The Metro newspaper recently reported that there are 2.4million 20-34-year-olds still living with their parents in the UK. Given the current state of the housing crisis, these figures come as no surprise. What happens then, when the parents of these adult children decide to split up? Will their housing needs be considered? Will child maintenance need to be paid by the non-resident parent? Telling the adult child to ‘Get off the sofa and get a job’ may not be enough!
Traditionally, family law courts consider a child to be a person under the age of 18. In financial remedy proceedings, the welfare of these children will be the court’s first consideration when deciding how the financial capital of their parents should be divided. This means the courts will always try to ensure that the needs, specifically accommodation needs, of any child of the family are met, and in practice, this housing provision will usually last until the completion of a child’s secondary education.
The needs of children over the age of 18 who are not in secondary education, will therefore not be the court’s first priority and any arrangements to house these over 18’s may need to be agreed between the parents themselves.
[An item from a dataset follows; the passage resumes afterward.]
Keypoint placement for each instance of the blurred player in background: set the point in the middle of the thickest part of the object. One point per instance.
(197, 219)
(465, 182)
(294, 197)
Where there is sufficient wealth to cater for the needs of adult children, or where a “child” over the age of 18 has a disability which prevents them from living independently, it is certainly more than arguable that the court should take into account the needs of such children.
Maintenance beyond the age of 20 must be agreed between parents, or the resident parent may apply to the courts for periodical payments to cover the expenses of a child who is still in education or training or for a child with a disability.